Mahkemece, yapılan yargılama ve benimsenen ek bilirkişi raporuna göre; davacının kefil sıfatıyla 1.159,18 TL ana para 476,15 TL temerrüt faizi ve 23.81 TL BSMV olmak üzere toplam 1.659,14 TL borcu bulunduğu gerekçesiyle davanın kısmen kabulüne ve davacının davalıya 1.659,14 TL"den başka bir borcunun bulunmadığına karar verilmiş, hüküm taraf vekilleri tarafından süresinde temyiz edilmiş olup Dairemizin 22.03.2016 tarih, 2016/919 E. - 2016/5138 K. sayılı ilamı ile " Yerel mahkemenin yargılamayı sonuçlandırdığı kısa kararda “Davanın kısmen kabulüne, ... 4. İcra Müdürlüğü"nün 2011/534 sayılı icra dosyası kapsamında davacının 1.659,14 TL borcu dışında başka bir borcunun bulunmadığının tespitine, bu miktar dışındaki takibin iptaline” denildiği halde, gerekçeli kararda “ Davanın kısmın kabulüne, ... 4. İcra Müdürlüğü"nün 2011/534 sayılı icra dosyası kapsamında davacının 1.659,14 TL borcu dışında başka bir borcunun bulunmadığının tespitine, bu miktar dışındaki takibin iptaline, davacının dava dilekçesinde bildirdiği gibi yaptığı ödemeden sonra kalan 19.842,39 TL"den borçlu olduğu kısmın çıkarılmasından sonra kalan miktarın %40"ı oranında tespit edilen 7.273,3-TL kötüniyet tazminatının davalıdan alınarak davacıya verilmesine” denilmiştir. Böylece tefhim edilen kısa karar ile gerekçeli karar arasında kötüniyet tazminatı yönünden çelişki yaratılmıştır. Bu hal, HUMK" nın 381/2. (HMK"nın 298/2 md.) maddesine aykırılık teşkil ettiğinden, kararın bozulması gerekmiştir. Ayrıca, dava, İİK" nın 72. maddesine dayalı menfi tespit davasıdır. Bu durumda mahkemece, HUMK" nın 74. maddesi (HMK"nın 26. md.) hükmü de gözetilerek, taleple bağlılık kuralı çerçevesinde, davacının borçlu olmadığı miktar saptanarak menfi tespite hükmedilmesi gerekirken, davanın niteliği gözardı edilerek, borçlu olunmayan miktar belirtilmek yerine borçlu olunan miktar üzerinden olumlu tespit hükmü kurulması da usul ve yasaya aykırıdır." gerekçesiyle bozulmuştur.

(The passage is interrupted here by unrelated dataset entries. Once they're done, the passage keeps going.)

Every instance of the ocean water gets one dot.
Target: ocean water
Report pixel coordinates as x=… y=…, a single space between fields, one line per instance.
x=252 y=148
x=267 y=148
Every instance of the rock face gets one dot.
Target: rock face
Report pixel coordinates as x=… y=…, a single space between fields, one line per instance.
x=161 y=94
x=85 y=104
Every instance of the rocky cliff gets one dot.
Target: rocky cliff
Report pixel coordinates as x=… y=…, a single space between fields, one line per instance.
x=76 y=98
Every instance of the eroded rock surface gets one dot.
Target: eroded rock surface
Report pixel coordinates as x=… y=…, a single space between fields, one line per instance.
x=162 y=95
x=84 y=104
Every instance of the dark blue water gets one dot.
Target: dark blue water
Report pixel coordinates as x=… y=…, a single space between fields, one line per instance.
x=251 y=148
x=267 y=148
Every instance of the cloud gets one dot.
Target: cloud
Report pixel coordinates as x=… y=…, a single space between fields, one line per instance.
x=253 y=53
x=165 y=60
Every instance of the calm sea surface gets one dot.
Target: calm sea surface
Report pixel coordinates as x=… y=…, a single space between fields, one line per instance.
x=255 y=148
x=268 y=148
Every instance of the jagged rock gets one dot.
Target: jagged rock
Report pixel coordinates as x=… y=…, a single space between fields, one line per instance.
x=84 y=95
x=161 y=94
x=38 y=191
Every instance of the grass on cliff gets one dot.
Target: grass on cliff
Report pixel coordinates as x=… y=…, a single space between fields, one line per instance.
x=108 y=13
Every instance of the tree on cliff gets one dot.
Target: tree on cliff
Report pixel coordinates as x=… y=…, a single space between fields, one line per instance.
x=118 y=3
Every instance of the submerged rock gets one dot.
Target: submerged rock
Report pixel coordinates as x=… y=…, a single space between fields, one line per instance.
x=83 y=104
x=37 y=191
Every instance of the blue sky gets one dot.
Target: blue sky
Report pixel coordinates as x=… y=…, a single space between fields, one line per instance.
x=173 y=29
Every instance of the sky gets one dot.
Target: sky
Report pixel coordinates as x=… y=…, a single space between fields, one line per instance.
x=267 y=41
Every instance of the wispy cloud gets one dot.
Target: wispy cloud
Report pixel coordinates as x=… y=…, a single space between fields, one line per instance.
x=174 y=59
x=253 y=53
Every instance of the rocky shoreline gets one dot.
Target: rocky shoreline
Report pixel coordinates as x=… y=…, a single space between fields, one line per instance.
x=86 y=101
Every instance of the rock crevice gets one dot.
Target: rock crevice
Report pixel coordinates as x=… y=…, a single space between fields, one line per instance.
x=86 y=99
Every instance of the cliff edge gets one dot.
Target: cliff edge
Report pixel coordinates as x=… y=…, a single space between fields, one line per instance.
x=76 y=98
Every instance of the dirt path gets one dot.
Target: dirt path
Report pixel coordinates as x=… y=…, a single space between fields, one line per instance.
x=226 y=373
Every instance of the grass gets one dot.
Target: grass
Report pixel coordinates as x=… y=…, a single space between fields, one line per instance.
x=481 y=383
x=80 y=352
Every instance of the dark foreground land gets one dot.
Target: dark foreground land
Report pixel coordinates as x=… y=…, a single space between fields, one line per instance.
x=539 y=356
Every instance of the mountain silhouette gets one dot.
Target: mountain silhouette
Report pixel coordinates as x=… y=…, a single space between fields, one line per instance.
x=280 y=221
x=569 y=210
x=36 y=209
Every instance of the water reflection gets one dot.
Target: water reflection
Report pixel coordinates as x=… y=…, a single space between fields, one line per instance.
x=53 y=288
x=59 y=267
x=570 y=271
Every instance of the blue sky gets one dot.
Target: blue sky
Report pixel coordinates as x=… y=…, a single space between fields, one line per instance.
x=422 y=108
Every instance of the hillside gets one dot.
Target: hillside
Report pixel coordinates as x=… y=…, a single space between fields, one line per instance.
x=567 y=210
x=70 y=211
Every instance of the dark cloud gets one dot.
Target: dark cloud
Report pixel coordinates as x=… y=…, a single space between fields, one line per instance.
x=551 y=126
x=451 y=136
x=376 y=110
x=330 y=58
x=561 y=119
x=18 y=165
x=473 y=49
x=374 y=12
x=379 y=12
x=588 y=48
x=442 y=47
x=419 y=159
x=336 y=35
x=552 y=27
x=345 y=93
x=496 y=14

Mahkemece bozmaya uyularak yapılan yargılama sonucunda HMK"nun 26. maddesi gereğince taleple bağlılık ilkesi gözetilerek davacının belirtmiş olduğu 6.650,00 TL ve bilirkişi raporunda hesaplanan 1.659,14 TL"nin toplanıp takip talebindeki 26.492,39 TL"den çıkartılması neticesinde bulunan 18.183,25 TL yönünden davacının borçlu olmadığının tespitine ve davalının kötü niyetli olmadığı gerekçesiyle de kötüniyet tazminat talebinin reddine karar verilmiş, hüküm taraf vekilleri tarafından temyiz edilmiştir.
Dosyadaki yazılara kararın dayandığı delillerle gerektirici sebeplere, delillerin takdirinde bir isabetsizlik bulunmamasına göre, taraf vekillerinin yerinde görülmeyen bütün temyiz itirazlarının reddiyle usul ve kanuna uygun bulunan hükmün ONANMASINA, aşağıda yazılı onama harçlarının temyiz eden taraflardan alınmasına, 19/06/2018 gününde oybirliğiyle karar verildi.